Sorry, I would have to be on board with the 8 championships theory. If we had simply not made a couple of blunders it would have been all possible. Remember, right around the time we didn't draft Jordan we also could have forgone trading half the team to Denver (thus creating the Rock Mountain Trailblazers who played extremely well for many years). We would have had Coop at Center, Calvin Natt at forward, Lafayette (I led the league in rebounding at 6 foot 3), Lever at the point. Terry Porter would have been a backup on that team! Kersey off the bench. Kenny Carr. We would have cleaned up.

To think Jordan would not have developed in Portland the way he did in Chicago is a bit revisionist. I know it's painful to face reality but it happened and here we are. 


In keeping with 20/20 hindsight we could have added Larry Nance to the above mix if we simply had not drafted Jeff Lamp!


----------



## dkap (May 13, 2003)

> To think Jordan would not have developed in Portland the way he did in Chicago is a bit revisionist.


It's not revisionist, it's just an unknown, same as all the "what if" scenarios.

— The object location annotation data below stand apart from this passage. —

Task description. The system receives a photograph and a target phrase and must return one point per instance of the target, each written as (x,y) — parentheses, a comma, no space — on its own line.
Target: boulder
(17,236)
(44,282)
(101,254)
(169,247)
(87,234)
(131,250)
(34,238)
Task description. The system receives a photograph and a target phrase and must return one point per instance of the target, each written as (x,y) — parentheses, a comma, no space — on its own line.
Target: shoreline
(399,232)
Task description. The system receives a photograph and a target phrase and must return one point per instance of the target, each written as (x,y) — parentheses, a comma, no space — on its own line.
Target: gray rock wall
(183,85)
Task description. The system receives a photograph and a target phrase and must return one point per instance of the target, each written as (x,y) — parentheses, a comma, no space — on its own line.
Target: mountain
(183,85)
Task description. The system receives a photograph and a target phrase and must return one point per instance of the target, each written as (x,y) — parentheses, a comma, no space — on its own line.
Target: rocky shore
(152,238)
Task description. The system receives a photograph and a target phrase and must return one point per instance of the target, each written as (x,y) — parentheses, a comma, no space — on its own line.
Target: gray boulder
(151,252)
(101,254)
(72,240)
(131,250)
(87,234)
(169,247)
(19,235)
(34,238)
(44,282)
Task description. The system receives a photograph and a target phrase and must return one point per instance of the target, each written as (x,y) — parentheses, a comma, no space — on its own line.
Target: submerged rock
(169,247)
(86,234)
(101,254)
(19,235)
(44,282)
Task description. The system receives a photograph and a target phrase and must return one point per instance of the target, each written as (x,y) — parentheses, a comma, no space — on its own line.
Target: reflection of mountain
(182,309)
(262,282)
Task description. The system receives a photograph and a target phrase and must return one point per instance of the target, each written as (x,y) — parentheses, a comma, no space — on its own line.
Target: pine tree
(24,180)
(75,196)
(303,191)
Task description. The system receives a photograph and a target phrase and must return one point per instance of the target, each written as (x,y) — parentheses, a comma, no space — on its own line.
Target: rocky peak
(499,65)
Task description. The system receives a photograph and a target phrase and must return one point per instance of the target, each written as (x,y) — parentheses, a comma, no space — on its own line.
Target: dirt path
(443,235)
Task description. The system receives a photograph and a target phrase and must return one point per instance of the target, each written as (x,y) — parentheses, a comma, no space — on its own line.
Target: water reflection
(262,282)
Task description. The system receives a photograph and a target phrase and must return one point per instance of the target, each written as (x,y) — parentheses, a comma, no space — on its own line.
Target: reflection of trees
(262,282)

It also ties into my earlier remark about Sabonis. All the hand wringing and calling Portland unlucky implies they're getting the short end of the stick most of the time. If Portland is unlucky for not getting Sabonis in '86, then Atlanta is even more unlucky for not getting him at all.

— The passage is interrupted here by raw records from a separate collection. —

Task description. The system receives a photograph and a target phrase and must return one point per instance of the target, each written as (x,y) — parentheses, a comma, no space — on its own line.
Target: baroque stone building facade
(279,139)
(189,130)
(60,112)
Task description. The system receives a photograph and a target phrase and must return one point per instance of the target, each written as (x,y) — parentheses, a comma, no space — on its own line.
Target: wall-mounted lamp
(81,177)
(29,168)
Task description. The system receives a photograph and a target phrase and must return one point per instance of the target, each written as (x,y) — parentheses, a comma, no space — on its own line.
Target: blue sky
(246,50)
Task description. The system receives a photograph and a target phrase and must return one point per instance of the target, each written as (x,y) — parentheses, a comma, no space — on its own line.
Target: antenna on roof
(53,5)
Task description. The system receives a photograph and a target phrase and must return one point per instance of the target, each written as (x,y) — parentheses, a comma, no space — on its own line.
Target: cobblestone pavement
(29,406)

Except for Jermaine O'Neal and possibly Brian Grant (very debateable), whoever traded with Portland during Whitsitt's years could easily be considered unlucky, because we usually got by far the better of the trades.

Back to Jordan... The league is full of examples of players who are fairly average in one situation and excel in another. Possibly the best player in the league today (McGrady) is a prime example. There's simply no way of knowing what player Jordan would have turned into in Portland. There's a good reason Portland passed on him -- they thought they had a better player at the same posiition in Drexler. Nothing revisionist there that I can see.

Dan


----------